RealHousewivesOfTaunton · 14/12/2024 20:56

MIL is my DH's mum, i.e. their step dad's mother.

I'm going to talk it through with the DC.

OP posts:
RealHousewivesOfTaunton · 14/12/2024 20:57

Fraaances · 14/12/2024 14:54

If he wants to spend it at yours because he has nowhere to be and you do all the work then no fucking way.

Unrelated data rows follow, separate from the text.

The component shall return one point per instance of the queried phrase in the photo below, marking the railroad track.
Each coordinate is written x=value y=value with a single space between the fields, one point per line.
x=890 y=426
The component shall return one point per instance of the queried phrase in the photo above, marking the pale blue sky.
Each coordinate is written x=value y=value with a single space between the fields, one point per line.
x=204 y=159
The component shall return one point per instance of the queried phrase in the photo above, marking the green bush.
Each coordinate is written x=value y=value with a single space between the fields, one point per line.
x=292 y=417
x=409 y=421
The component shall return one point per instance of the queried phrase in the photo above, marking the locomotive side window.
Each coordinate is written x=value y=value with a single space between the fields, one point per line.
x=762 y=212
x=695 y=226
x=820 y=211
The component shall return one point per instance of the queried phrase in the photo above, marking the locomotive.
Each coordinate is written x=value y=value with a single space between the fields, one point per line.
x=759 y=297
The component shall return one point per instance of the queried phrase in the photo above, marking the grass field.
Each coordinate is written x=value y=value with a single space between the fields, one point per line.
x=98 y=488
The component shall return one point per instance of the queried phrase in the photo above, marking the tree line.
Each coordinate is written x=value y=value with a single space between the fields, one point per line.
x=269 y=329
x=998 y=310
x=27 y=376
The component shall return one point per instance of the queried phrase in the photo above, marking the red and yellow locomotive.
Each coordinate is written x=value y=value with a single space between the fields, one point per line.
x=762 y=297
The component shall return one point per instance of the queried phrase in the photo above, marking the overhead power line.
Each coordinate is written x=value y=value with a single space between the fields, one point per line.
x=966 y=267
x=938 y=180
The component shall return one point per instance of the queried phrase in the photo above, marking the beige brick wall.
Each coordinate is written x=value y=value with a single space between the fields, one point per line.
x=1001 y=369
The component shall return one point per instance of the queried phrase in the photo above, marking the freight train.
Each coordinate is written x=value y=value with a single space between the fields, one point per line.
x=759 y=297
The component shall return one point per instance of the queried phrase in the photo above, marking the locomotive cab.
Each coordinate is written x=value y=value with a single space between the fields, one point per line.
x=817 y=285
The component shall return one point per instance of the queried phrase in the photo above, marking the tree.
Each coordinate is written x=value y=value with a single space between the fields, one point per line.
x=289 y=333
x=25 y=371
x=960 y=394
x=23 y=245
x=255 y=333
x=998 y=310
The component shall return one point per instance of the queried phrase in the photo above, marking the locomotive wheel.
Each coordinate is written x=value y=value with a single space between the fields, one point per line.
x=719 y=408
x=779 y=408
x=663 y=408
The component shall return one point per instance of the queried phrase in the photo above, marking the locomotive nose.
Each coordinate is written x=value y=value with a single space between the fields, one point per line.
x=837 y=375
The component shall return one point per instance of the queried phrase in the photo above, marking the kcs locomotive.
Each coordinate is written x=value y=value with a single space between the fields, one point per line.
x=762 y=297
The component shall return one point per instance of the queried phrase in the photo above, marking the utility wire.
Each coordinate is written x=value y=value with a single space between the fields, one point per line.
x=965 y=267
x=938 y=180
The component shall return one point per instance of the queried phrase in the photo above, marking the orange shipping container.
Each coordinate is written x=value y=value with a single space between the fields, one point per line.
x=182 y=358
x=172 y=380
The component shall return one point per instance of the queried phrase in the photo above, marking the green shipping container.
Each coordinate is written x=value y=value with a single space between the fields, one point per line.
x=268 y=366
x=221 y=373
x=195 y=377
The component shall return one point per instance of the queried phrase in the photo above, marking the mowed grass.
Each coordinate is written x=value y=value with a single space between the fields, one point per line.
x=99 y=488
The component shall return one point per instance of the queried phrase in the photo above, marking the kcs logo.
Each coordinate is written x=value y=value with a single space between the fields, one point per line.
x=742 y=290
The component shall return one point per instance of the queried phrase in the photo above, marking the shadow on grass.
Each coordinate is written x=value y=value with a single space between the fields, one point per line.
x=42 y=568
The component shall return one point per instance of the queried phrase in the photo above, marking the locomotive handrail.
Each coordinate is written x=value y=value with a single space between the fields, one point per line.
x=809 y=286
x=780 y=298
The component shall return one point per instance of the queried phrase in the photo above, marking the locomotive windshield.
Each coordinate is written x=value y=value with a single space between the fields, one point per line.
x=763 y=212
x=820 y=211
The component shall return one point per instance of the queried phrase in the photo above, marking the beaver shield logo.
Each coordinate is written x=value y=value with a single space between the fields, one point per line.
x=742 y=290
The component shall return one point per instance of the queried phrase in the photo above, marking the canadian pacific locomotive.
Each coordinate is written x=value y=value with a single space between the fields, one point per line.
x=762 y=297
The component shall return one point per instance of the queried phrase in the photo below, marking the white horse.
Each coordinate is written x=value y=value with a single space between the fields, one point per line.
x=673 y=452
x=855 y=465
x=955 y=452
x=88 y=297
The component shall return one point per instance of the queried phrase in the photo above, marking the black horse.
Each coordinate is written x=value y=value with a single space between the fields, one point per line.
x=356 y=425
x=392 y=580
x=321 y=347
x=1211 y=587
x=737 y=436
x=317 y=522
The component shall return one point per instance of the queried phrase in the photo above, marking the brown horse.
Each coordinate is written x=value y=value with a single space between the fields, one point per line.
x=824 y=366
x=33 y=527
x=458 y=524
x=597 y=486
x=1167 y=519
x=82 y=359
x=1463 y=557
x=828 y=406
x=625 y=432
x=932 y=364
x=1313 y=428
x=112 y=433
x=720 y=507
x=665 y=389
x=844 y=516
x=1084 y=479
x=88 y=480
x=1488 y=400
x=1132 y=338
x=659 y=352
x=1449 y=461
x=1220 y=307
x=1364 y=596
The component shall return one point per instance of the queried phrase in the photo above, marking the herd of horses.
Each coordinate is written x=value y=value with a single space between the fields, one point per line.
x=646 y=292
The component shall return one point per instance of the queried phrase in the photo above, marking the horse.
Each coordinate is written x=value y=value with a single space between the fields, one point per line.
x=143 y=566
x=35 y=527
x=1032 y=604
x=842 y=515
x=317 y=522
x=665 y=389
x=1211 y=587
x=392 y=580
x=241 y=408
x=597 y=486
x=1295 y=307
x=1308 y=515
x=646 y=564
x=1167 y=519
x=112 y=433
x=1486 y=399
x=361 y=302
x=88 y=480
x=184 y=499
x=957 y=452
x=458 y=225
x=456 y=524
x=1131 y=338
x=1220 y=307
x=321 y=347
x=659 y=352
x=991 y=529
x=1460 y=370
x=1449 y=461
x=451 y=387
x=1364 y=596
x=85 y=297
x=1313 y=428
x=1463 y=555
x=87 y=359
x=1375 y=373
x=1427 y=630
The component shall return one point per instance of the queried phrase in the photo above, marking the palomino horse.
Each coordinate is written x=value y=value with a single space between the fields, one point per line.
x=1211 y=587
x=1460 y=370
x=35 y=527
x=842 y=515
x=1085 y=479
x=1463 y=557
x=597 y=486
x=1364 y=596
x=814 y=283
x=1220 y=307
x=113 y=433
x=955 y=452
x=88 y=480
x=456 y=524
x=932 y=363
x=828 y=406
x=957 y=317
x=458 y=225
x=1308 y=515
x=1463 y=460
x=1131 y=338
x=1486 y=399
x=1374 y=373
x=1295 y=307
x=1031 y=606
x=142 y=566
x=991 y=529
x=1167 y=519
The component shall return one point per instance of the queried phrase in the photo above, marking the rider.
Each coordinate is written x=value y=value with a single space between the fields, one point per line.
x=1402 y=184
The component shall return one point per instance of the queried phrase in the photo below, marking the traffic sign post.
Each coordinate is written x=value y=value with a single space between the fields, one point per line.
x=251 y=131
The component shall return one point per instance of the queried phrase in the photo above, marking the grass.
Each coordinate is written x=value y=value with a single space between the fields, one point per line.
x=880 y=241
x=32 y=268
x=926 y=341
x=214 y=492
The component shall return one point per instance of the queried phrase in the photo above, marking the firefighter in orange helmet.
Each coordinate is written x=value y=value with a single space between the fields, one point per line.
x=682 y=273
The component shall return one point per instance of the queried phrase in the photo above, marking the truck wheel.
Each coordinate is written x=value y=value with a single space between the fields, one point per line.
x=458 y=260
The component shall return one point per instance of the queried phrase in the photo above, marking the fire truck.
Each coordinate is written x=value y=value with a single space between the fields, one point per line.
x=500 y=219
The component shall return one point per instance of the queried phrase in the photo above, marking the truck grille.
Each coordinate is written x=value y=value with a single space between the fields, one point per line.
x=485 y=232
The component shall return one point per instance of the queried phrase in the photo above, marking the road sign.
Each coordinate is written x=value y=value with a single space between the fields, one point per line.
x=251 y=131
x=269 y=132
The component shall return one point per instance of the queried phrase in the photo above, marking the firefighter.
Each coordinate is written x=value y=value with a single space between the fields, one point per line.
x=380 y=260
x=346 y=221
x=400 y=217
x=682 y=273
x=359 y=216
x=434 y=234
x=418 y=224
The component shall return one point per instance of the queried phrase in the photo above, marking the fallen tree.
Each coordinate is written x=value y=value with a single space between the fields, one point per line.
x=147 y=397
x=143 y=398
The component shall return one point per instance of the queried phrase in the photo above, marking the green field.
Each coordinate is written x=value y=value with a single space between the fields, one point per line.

There is no way on this earth that he will be invited to my family's Christmas get-together. I couldn't care less if he's alone at Christmas.

OP posts:
TinyMouseTheatre · 14/12/2024 21:25

There is no way on this earth that he will be invited to my family's Christmas get-together. I couldn't care less if he's alone at Christmas.

I think that's your answer. If he's not welcome to spend Christmas with you then DD's wishes should be respected. She's allowed to choose too.

Unexpectedlysinglemum · 14/12/2024 21:40

FloralCrown · 13/12/2024 23:02

She is dumping him for a better offer.

If he wants to see his kids he SHOULD be offering them something better than temporary housing, drunkenness and a lack of effort/care.

Your DD has better standards than you OP, let her make her own choice.

I agree.
If you feel sorry for them then make them go for an hour or two to do presents then come back to you.
Or would you consider inviting him for the meal (if safe for your own mental health- I wouldn't be able to do this!)
Will he make them a proper Xmas meal?

I also think if they're old enough to decide for themselves they're old enough to tell him them selves

Unexpectedlysinglemum · 14/12/2024 21:44

Sorry just seen update - totally understandable that you wouldn't spend Xmas day with someone who is abusive to you.
If my son gets to this age and wants to be with me over his dad he won't ever be forced by me to go.

TinyMouseTheatre · 14/12/2024 21:46

I also think if they're old enough to decide for themselves they're old enough to tell him them selves

No. That's a truly awful thing to do to her. There's a myriad of reasons why a young g girl shouldn't be forced to tell her DF why she doesn't want to spend Christmas Day with him and that's with a normal reasonable DF which this one clearly isn't.

Starlight7080 · 14/12/2024 21:54

You should do what they want . Not what you think is best for xh .
They are only kids for a few more years let them enjoy it how they want too .
Then when adults they can choose .
They could always see him boxing day

PTSDBarbiegirl · 14/12/2024 21:58

Ultimately it’s your job to ensure they are safe, physically & emotionally. If your ex has a history of substance abuse etc then speak to him about the reason the dc are uncomfortable at his. Don’t make them. Explain a meet up and activity during holidays at their age will be better.